И пока с собою так он рассуждал,
с силою в окно вдруг кто-то постучал.
«Собирайся, отче, в церковь поскорей.
Слышишь звон? Приехал к нам архиерей».
И Захар в испуге тут метаться стал,
облачился в рясу, трость свою достал.
Вышел вон проворно, вьюга улеглась,
теплота, не холод, в воздухе лилась.
В тишине безмолвной колокол гудел,
звёздами весь яркий небосвод горел.
Месяц круторогий на краю небес
плавно опускался за соседний лес.
Яркими огнями храм его блистал,
кто же там владыку без меня встречал?
Как он мог приехать в столь нежданный час?
Много беспорядка он найдёт у нас.
Две недели в храме сам я не бывал,
знать, должно, владыка как-нибудь узнал,
что я стар, негоден, не могу служить
и меня от места хочет отрешить.
Так, идя ко храму, думал иерей.
«Ничего, не бойся, добр архиерей, –
кто-то близ незримый старца утешал. — Кто на Божьей ниве устали не знал,
был доволен малым, сроду не роптал,
кто трудом и горем был обременён,
тем места благие назначает Он».
Вот взошёл, смущенный,
в освещенный храм. Где ж Преосвященный?
Пусто было там,
тихо лишь горели свечи у икон,
фимиам дымился, и со всех сторон,
как живые, лики строгие святых
на него глядели — много было их,
а из отворенных настежь царских врат
свет сиял чудесный, ослепляя взгляд.
И взойти в алтарь уж старец не посмел,
сердце страхом сжалось, ум оцепенел.
Кто там за престолом, светом весь облит,
с книгою разгнутой во руке стоит?
И слова горели в книге той огнём,
иерей прочёл их: сердце сразу в нем
радостно забилось, он теперь понял,
кто такой Владыка перед ним стоял.
Это Он великий, сам Архиерей,
кто обременённых скорбию людей
и понесших в жизни тяжкий трудный гнёт
на покой любовно всех к себе зовёт.
Обещает бремя благо и легко,
страх, сомненье, скорби, все вдруг далеко
где-то осталися, перед ним в виду
новый мир открылся… Господи, иду!!!
Радостно и громко иерей вскричал…
В комнате давно уж белый день настал,
солнышко сияет ярко сквозь окно,
но отцу Захару было всё равно.
Он лежал спокойный, тих и недвижим,
для него мир этот был уже чужим.
Приведи, Господи, и мне такожде.
Игумен Павел, 114 марта 1980 г.

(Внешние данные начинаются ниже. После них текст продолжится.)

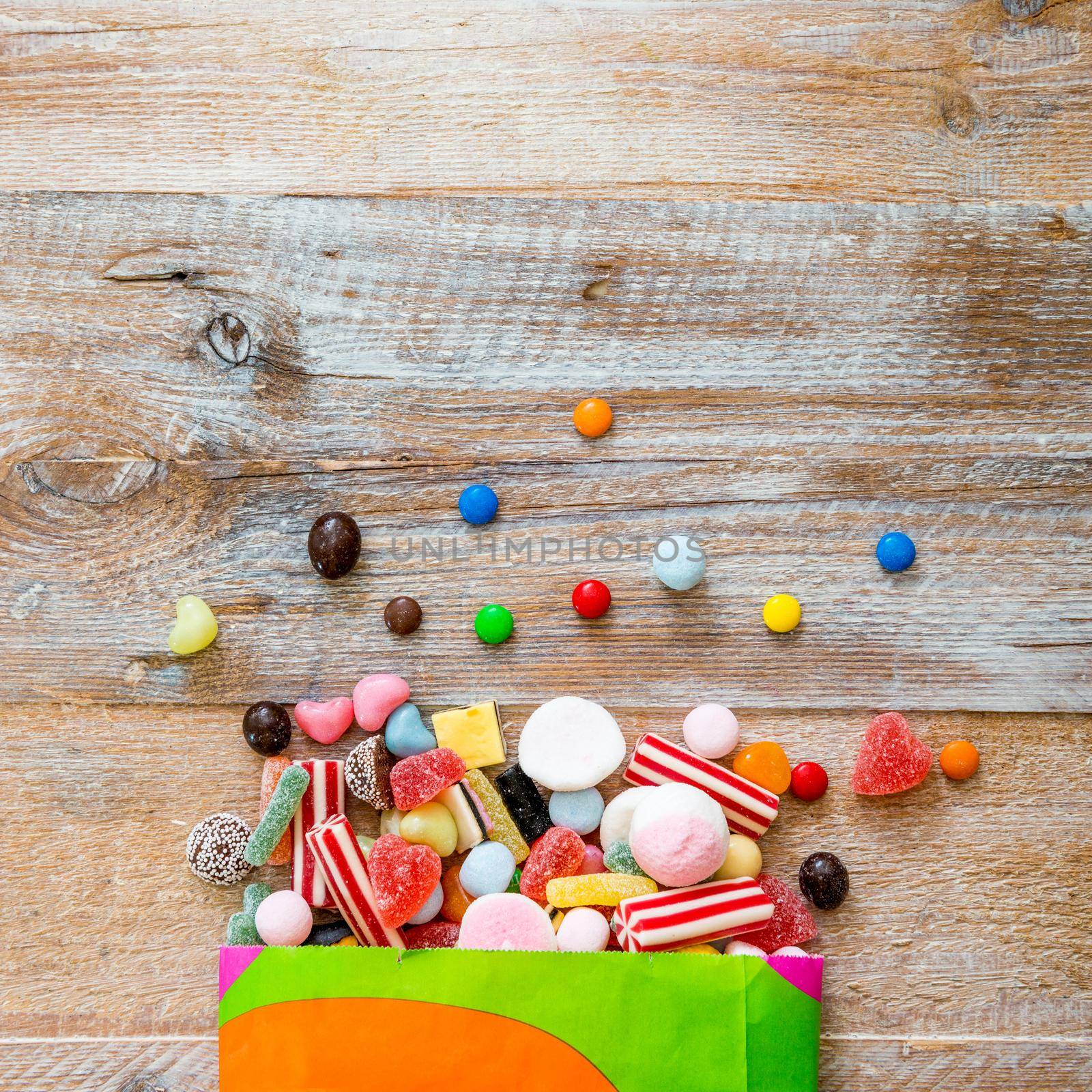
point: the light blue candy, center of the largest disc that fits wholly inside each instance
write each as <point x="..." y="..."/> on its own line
<point x="680" y="562"/>
<point x="580" y="811"/>
<point x="431" y="909"/>
<point x="405" y="734"/>
<point x="487" y="870"/>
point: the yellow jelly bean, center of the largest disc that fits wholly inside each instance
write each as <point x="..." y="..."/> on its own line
<point x="196" y="627"/>
<point x="744" y="859"/>
<point x="431" y="824"/>
<point x="764" y="764"/>
<point x="600" y="889"/>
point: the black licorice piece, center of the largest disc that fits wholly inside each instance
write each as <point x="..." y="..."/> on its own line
<point x="522" y="800"/>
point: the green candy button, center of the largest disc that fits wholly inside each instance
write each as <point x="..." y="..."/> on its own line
<point x="494" y="624"/>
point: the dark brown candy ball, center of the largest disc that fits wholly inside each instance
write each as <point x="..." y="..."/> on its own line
<point x="267" y="728"/>
<point x="334" y="545"/>
<point x="824" y="880"/>
<point x="402" y="615"/>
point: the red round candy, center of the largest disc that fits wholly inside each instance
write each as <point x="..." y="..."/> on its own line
<point x="591" y="599"/>
<point x="809" y="781"/>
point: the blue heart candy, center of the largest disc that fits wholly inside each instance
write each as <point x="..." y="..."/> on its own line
<point x="405" y="733"/>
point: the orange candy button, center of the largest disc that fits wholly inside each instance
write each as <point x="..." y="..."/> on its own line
<point x="592" y="418"/>
<point x="766" y="764"/>
<point x="959" y="759"/>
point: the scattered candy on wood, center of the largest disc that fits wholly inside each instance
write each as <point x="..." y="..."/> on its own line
<point x="891" y="758"/>
<point x="195" y="627"/>
<point x="216" y="849"/>
<point x="326" y="722"/>
<point x="569" y="744"/>
<point x="959" y="759"/>
<point x="591" y="599"/>
<point x="711" y="731"/>
<point x="478" y="505"/>
<point x="781" y="614"/>
<point x="333" y="545"/>
<point x="678" y="562"/>
<point x="895" y="551"/>
<point x="824" y="880"/>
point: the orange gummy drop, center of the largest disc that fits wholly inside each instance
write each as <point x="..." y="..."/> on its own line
<point x="959" y="759"/>
<point x="592" y="418"/>
<point x="764" y="764"/>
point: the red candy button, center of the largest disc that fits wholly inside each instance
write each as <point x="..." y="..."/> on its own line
<point x="591" y="599"/>
<point x="809" y="781"/>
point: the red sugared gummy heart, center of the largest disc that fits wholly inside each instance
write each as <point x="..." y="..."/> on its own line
<point x="891" y="759"/>
<point x="403" y="876"/>
<point x="791" y="924"/>
<point x="418" y="779"/>
<point x="560" y="852"/>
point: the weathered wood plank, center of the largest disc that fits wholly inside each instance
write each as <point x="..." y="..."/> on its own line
<point x="117" y="937"/>
<point x="904" y="100"/>
<point x="384" y="330"/>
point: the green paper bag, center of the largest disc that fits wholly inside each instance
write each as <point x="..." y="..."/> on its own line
<point x="378" y="1020"/>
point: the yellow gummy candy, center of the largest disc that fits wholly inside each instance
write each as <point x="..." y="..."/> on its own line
<point x="473" y="734"/>
<point x="600" y="889"/>
<point x="504" y="827"/>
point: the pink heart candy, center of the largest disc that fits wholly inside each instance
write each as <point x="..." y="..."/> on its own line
<point x="326" y="722"/>
<point x="376" y="697"/>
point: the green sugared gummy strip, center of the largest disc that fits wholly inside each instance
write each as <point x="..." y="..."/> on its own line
<point x="240" y="928"/>
<point x="287" y="796"/>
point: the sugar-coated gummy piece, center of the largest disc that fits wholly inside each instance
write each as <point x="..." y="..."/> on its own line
<point x="744" y="859"/>
<point x="369" y="773"/>
<point x="560" y="852"/>
<point x="584" y="931"/>
<point x="284" y="920"/>
<point x="504" y="828"/>
<point x="891" y="759"/>
<point x="678" y="835"/>
<point x="339" y="857"/>
<point x="618" y="814"/>
<point x="473" y="733"/>
<point x="693" y="915"/>
<point x="569" y="744"/>
<point x="748" y="808"/>
<point x="791" y="924"/>
<point x="431" y="909"/>
<point x="216" y="846"/>
<point x="376" y="697"/>
<point x="289" y="791"/>
<point x="418" y="779"/>
<point x="604" y="889"/>
<point x="507" y="923"/>
<point x="325" y="797"/>
<point x="403" y="877"/>
<point x="433" y="935"/>
<point x="524" y="804"/>
<point x="272" y="769"/>
<point x="470" y="822"/>
<point x="580" y="811"/>
<point x="620" y="859"/>
<point x="487" y="870"/>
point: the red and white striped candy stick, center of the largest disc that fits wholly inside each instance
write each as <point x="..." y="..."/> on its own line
<point x="658" y="923"/>
<point x="325" y="797"/>
<point x="748" y="807"/>
<point x="341" y="860"/>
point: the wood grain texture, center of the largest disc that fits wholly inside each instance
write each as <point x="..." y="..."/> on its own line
<point x="904" y="100"/>
<point x="957" y="919"/>
<point x="915" y="347"/>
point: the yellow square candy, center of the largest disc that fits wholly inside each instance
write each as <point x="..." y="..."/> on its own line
<point x="473" y="734"/>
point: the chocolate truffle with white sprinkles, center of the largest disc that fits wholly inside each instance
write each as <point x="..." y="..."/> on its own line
<point x="216" y="846"/>
<point x="369" y="773"/>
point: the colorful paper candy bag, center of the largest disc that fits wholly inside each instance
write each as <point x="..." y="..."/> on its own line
<point x="358" y="1019"/>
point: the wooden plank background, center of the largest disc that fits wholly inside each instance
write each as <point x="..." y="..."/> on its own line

Такой просьбой завершил отец Павел это стихотворение.
Он почил в рождественскую неделю 1996 года — в ночь на отдание праздника Рождества Христова 13 января — и тайну, невидимую нашему земному взору, как будто открыл заранее в старой своей тетрадке…
«Что я тебе, руку не согрею!» — как часто слышатся мне эти последние полушутливые — полупророческие слова умирающего старца, обращенные теперь уж не только к близким и знакомым, но ко всем, кто ищет истинной тёплой веры. «Где родился, там и пригодился, — говаривал отец Павел — а умру, от вас не уйду». И все, кто любят и помнят О.Павла, до сих пор ощущают его близкое присутствие. «Сейчас такие проблемы и дома, и на работе, а сходишь к батюшке, помолишься, всё разрешается. Живёшь — не к кому голову приклонить, а с могилки уходить не хочется…» Так и я, бросая повседневные дела, ухожу в рукопись об отце Павле — «свежим воздухом подышать»…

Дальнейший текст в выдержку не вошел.